La réalisatrice de "La Belle Saison" répond au maire FN qui a fait retirer les affiches de son film
Catherine Corsini a écrit à Philippe de Beauregard, le maire de Camaret-sur-Aigues (Vaucluse), qui juge certaines scènes du film "choquantes".
"A vous en croire, on devrait rhabiller les statues de nues, mettre un voile sur les peintures de Courbet, Manet, Renoir", écrit Catherine Corsini. La réalisatrice du film La Belle Saison, qui raconte une histoire d'amour lesbienne, entame ainsi sa lettre ouverte au maire FN de Camaret-sur-Aigues (Vaucluse), Philippe de Beauregard, qui a fait retirer les affiches de son film dans sa ville. Dans ce message, publié sur le site de la Société des réalisateurs de films, dont elle est co-présidente, Catherine Corsini dénonce "un acte autoritaire, intolérable", alors que la Commission de classification des œuvres cinématographiques a jugé le long-métrage adapté à tout public.
"J'ai vu le film, (qui) est émaillé de scènes érotiques en gros plan, je n'ai pas voulu en faire la promotion avec les moyens municipaux", justifie Philippe de Beauregard. "J'ai utilisé ma liberté d'expression pour avertir les parents qu'à mon sens ce n'est pas un film pour les enfants", ajoute-t-il. "L'histoire aurait concerné un couple d'hétérosexuels, j'aurais eu la même réaction", assure le maire frontiste.

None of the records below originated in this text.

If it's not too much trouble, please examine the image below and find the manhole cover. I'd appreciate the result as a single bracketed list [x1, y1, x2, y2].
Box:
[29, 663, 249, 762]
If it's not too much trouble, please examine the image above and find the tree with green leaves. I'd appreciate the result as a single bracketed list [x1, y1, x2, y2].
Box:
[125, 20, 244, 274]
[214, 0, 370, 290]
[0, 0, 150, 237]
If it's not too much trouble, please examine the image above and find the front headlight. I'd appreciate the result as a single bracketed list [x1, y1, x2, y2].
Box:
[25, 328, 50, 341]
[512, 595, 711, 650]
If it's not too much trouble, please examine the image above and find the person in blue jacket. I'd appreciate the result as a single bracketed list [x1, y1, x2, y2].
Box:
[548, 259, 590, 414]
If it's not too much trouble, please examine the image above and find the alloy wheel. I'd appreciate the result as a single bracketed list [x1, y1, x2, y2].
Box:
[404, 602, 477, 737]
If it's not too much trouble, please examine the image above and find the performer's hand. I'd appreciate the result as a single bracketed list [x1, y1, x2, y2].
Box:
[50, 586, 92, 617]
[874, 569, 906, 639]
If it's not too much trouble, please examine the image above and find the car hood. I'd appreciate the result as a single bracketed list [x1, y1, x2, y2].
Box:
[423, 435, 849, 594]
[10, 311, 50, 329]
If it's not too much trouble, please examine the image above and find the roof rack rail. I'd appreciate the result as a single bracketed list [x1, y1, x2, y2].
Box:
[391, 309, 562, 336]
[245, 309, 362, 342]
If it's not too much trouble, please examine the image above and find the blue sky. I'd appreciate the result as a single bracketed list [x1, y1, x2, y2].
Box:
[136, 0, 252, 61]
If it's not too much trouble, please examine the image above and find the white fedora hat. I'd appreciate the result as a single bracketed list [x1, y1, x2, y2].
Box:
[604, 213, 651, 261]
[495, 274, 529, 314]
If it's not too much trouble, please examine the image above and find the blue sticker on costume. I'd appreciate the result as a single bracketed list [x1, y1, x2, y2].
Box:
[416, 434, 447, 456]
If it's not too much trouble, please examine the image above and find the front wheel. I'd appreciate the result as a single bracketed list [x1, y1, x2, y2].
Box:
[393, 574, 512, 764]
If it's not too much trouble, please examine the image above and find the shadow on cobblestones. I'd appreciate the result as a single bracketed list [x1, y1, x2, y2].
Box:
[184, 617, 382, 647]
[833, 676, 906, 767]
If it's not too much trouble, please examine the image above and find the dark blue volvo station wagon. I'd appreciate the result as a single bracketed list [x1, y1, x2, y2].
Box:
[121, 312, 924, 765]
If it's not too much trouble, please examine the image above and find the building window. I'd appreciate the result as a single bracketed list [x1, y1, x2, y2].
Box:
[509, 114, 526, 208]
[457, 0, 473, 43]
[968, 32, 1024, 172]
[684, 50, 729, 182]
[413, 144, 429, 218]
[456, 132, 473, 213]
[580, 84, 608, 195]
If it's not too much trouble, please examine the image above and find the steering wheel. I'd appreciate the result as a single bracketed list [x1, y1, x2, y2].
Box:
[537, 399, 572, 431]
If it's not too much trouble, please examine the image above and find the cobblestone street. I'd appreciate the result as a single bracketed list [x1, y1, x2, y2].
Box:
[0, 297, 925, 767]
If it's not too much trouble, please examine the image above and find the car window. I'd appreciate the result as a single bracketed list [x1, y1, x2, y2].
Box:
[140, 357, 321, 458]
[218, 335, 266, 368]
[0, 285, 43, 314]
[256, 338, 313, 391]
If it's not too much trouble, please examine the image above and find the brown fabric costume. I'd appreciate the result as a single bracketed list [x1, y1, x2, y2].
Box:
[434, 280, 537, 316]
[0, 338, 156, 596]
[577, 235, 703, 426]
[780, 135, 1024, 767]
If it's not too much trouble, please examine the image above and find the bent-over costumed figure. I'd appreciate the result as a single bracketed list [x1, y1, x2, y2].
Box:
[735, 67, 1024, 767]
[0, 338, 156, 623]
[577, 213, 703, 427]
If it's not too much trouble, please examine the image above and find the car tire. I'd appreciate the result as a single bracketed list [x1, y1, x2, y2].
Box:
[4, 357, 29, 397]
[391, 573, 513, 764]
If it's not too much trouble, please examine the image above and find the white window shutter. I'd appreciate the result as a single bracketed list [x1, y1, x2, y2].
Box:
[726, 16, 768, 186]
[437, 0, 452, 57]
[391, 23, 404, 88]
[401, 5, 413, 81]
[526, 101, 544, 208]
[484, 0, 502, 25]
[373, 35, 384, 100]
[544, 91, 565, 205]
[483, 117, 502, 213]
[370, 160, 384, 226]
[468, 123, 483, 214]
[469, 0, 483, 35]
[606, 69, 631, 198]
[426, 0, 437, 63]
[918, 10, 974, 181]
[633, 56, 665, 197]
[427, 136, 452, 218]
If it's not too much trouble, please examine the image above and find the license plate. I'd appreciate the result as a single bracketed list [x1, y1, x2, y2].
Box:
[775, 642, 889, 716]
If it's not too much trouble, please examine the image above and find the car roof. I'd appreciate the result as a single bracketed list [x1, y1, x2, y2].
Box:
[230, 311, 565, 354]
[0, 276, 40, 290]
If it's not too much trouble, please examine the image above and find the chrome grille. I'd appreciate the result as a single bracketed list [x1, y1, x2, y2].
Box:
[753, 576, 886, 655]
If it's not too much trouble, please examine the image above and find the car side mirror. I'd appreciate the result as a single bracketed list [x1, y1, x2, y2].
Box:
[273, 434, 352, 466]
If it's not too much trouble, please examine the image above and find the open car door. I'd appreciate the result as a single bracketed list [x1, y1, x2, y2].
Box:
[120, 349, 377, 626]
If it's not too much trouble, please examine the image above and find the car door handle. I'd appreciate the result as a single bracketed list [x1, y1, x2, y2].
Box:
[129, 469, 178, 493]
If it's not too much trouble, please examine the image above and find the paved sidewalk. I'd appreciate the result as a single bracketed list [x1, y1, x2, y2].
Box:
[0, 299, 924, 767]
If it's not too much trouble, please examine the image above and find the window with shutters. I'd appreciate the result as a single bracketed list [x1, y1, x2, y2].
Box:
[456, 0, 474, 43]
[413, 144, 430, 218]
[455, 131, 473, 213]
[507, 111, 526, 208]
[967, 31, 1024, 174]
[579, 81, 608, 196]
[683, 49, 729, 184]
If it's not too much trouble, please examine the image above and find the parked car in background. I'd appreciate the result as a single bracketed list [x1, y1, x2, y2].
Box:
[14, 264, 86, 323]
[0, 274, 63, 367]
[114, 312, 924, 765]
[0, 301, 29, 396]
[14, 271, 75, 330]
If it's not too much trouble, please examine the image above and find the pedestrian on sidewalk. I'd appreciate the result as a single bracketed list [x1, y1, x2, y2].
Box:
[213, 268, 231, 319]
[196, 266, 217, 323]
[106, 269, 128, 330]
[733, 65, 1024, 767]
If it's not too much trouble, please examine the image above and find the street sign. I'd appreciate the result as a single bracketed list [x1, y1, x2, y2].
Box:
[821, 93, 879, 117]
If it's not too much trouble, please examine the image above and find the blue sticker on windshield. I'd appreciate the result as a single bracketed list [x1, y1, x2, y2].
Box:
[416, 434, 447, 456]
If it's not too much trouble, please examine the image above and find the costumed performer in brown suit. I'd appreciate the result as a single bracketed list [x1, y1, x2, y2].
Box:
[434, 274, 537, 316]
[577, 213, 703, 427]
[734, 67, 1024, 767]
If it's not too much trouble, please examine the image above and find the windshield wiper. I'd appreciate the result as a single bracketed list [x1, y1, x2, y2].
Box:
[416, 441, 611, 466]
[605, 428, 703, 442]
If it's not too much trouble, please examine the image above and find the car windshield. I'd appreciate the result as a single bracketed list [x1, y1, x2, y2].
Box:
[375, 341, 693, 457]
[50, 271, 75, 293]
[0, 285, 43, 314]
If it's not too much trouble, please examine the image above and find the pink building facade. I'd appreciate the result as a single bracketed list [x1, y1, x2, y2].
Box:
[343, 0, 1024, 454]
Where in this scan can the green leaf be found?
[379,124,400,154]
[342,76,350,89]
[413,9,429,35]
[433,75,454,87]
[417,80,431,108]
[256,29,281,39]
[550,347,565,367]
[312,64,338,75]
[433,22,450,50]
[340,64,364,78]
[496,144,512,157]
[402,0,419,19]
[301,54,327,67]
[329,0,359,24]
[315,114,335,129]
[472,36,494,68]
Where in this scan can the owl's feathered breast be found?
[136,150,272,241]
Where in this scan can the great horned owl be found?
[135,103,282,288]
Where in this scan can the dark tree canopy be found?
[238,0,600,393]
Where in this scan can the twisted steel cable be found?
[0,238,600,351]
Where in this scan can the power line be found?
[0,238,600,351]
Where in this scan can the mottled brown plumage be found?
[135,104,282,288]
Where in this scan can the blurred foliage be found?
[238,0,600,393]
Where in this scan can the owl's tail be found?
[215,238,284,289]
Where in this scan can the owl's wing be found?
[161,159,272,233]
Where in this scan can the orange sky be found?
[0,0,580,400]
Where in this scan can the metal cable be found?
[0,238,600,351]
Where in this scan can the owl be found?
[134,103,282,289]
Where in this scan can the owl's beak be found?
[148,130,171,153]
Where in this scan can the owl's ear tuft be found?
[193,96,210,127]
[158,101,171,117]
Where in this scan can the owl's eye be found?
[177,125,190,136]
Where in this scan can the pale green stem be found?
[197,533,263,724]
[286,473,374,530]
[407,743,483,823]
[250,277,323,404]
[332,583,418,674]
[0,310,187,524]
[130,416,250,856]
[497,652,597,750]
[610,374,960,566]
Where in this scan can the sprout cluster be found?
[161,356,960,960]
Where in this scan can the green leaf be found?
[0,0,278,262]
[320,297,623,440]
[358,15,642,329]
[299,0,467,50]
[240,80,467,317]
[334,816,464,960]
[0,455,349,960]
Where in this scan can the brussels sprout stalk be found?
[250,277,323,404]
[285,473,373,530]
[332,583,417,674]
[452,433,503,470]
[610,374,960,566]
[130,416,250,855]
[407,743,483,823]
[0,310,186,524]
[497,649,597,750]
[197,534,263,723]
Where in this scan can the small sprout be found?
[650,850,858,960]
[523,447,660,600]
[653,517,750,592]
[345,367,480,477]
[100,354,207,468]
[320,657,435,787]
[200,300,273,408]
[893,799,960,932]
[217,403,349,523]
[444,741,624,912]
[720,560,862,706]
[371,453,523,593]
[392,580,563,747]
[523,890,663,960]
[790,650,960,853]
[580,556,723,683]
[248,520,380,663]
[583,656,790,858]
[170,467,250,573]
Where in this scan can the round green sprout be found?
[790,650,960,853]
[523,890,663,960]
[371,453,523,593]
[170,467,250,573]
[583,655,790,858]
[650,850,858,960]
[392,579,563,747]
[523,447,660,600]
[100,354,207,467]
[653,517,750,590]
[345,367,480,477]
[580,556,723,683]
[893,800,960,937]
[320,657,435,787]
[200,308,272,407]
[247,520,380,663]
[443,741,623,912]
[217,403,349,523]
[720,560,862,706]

Si les affiches et informations du film ont été retirées de l'affichage municipal et du site internet de la mairie, l'élu affirme ne pas intervenir dans la programmation.
"Censure" et "haine du corps"
Le film raconte l'histoire d'amour entre une Parisienne (Cécile de France) et une jeune agricultrice (Izïa Higelin), sur fond de création du Mouvement de libération des femmes, dans les années 1970. Dans sa réponse, Catherine Corsini rappelle l'exemple des affiches de L'Inconnu du lac, montrant notamment des hommes (dessinés) s'embrasser, qui avaient été retirées des communes de Versailles (Yvelines) et de Saint-Cloud (Hauts-de-Seine). "Votre censure s’inscrit dans une lignée qu’on connaît bien, (...) celle qui, sous couvert de protéger les valeurs familiales, répand les passions tristes et la haine du corps", dénonce-t-elle.
Voici, en intégralité, la lettre de la réalisatrice, Catherine Corsini :
« Cachez ce sein que je ne saurais voir » (Molière)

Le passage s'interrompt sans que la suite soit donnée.